There are four dominant sources for burn wound infection: (1) parasitic bacteria in underlying wound viable tissue; (2) burned tissues; (3) external contamination; (4) hematogenous infection. It has been believed for a long while that a dry, clean or sterilized wound environment may lead to a lower incidence of infection than would a damp environment. Some experiments have been conducted while maintaining the wound moist, but the results suggested that a dry wound status was preferable. Therefore, a therapeutic principle of drying the wound was established to prevent infection and dampness was itself regarded as a risk factor for infection. Interestingly, our research reached a contrary conclusion.

A wet environment, according to the general rule, was understood to provide a favorable surrounding for bacterial growth despite the realization that tissue necrosis, which results from a dry wound status, provides a much more nutrient substrate for microbial proliferation. Accordingly, we advocated that a physiological moist environment, assuming appropriately regulated humidity, was favorable for tissue recovery as well as enhancement of endogenous resistance to infection with its resultant reduction of  infection. Furthermore, it is well understood that burn wound infections are caused by a variety of factors and that each of these should be accounted for along with a clean wound environment. For example, blocked sub-eschar drainage resulted from dryness of wound and eschar formation would support the bacterial colonization, thereby increasing the possibility of wound infection. If wounds were kept wet without taking other effective measures, infection would be likely. We invented BRT with MEBT/MEBO in order to maintain the wound in a physiologically moist environment, which, while causing no infection, also allowed for dramatically less bacterial number in sub-eschar viable tissue than in wounds treated by dry therapy. Why? According to the designing theory of BRT with MEBT/MEBO, we had the following analysis.

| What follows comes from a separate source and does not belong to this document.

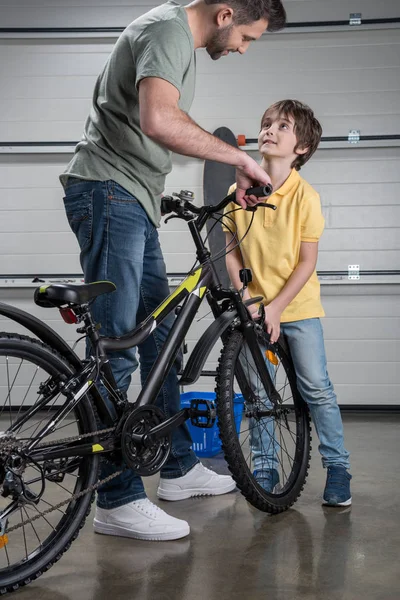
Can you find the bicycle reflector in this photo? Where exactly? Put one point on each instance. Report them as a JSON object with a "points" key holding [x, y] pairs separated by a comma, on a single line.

1. Moist environment for wound: In our study, a “moist” instead of “wet” environment was emphasized. The special formulation of MEBO developed on the basis of Chinese traditional philosophy ensured an appropriate “moist” wound environment. Composed of beeswax and non-water edible plant oil, the dosage form of MEBO has a strong affinity to skin and wound tissues. Its unique structure protects burn tissues from direct immersion by exuded endogenous fluid, prevents bacteria in water from contacting tissues and therefore keeps wounds moist, but not macerated. The physical change of the ointment from semisolid to liquid allows a circulation of ointment across the wound, ensuring effective drug concentration and addressing the requirements of tissue repair. Prior to the invention of MEBO, exposure therapy with the application of other topical drugs was considered as the predominant measure to monitor wound condition. To its credit, wound exposure allowed better assessment of the need for drug renewal as well as for timely drainage and manual discharge of exudation.

2. Unobstructed drainage and isolation: BRT with MEBT/MEBO features an automatic drainage system that enables the timely drainage and discharge of exudation and liquefied products from the wound surface. This mechanism of action destroys the bacterial growth environment, interrupts bacterial nutriment supply, reduces bacterial concentration and therefore effectively arrests bacterial proliferation and invasion. The unique dosage form of MEBO effectively isolates the wound from bacterial contamination originating from the surrounding environment by forming a barrier that actually provides the wound with a clean and relatively “sterile” environment.

3. Drug ingredients and other claims: MEBO also claims to increase local blood flow, promote recovery of the microcirculation, and encourage wound healing. These three factors all enhance the ability of local tissue to resist infection.